RESULTS AND DISCUSSION

Nucleoside conformation at the mutation site

Wild-type DNA duplexes are defined by isomorphic Watson-Crick (A:T/T:A and G:C/C:G) pairings (WC pairing hereafter), with nucleotides in the anti conformation around the glycosidic bond. It is not clear, however, whether or not this conformation will be also favored in mismatched pairs, where isomorphism is lost and WC pairing is not possible. Structural models of mismatched DNA bound to MutS (or MutSα) suggested a syn conformation every time a purine is present in the Crick strand (A·A MM: 2WTU (61) and 1OH6 (62); C·A MM: 1OH5 (62), and G·G/G·8oxoG MMs: 1OH7 (62) and 1N2W (63) respectively), while the two MM bases are found in anti when thymine are present, as in the Crick strand of the G·T MM (1W7A (64), 1OH8 (62), 1E3M (65), and 2O8B (66)); on the contrary, available NMR structures of naked-DNA with point mutations (T·G (1KKW (67) and 1PIB (68)); G·T (1BJD (69) and 113D (70)); C·T (1FKY (71)), C·C; (1FKZ (71)) and A·G (1ONM (72)) MMs) show both bases are in anti, in agreement with the X-ray structure of C·A and A·C pairs (1D99 (70)).

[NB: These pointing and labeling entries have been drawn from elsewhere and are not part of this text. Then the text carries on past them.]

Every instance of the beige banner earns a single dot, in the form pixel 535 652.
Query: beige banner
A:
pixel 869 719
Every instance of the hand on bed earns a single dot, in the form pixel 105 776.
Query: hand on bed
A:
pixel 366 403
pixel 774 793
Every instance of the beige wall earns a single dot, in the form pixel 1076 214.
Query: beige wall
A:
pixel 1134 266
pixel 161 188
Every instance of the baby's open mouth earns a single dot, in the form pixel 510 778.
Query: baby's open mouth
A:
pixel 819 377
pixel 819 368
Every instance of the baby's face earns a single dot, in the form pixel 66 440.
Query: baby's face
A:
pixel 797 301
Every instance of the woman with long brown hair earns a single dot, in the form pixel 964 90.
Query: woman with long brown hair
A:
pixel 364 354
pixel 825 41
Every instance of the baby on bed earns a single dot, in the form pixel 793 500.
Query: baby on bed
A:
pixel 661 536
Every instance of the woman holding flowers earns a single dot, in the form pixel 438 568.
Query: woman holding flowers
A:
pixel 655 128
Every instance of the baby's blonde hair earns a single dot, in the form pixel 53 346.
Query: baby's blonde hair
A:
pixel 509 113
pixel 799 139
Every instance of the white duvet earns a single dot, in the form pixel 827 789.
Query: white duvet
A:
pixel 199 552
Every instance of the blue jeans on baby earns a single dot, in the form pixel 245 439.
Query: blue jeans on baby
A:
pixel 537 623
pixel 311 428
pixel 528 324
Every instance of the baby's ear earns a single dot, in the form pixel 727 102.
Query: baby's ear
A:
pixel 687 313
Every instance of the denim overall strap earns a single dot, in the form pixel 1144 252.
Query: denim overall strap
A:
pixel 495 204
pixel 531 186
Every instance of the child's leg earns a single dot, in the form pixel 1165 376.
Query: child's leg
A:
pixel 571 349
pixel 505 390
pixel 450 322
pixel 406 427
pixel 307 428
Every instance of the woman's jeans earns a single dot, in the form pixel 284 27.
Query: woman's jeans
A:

Anti→syn rearrangements are expected to be slower than the sub-microsecond time scale accessible for simulations. Therefore it is unlikely that if anti/syn equilibrium exists, it will be well represented during our unbiased trajectories. Taking this into account, it was necessary to start our simulations from the correct conformation. Thus, the first stage in our study was the determination of the most prevalent conformation of the bases at mismatched site. To this purpose, we computed (see Methods) the free energy profile of the anti←→syn transition in one of the MMs: the G·G (placed in f1 environment; see below). Note that G·G is a pair known to exist in the anti-syn conformation in different protein/DNA complex (73,74), and, accordingly, the system for which the transition to the syn conformation is most likely to occur. However, results shown in Figure 2 strongly suggest that the syn conformation is disfavored compared to the anti, even for the G·G MM. We could then expect a little population of the syn conformation in MM DNAs. To corroborate this finding, we collected NMR data for all the Pur·Pur (G·A, A·G, A·A and G·G) MMs (see Methods).

Figure 2.

Figure 2.

(A) Bidimensional free energy profile of G·G MM in the f1 environment as a function of χ angle calculated with WT metadynamics (50,53) (green line), plus the correction (blue line) for potential errors in the representation of glycosidic torsion in parmbsc0 (56) (see methods). (B) Tridimensional free energy profile calculated with WT metadynamics (50,53) as a function of the two CVs, χ angle and the G(H1)-G’(O6) HB of Syn conformation. Error in Metadynamics is estimated to be in average 0. 14 kcal/mol.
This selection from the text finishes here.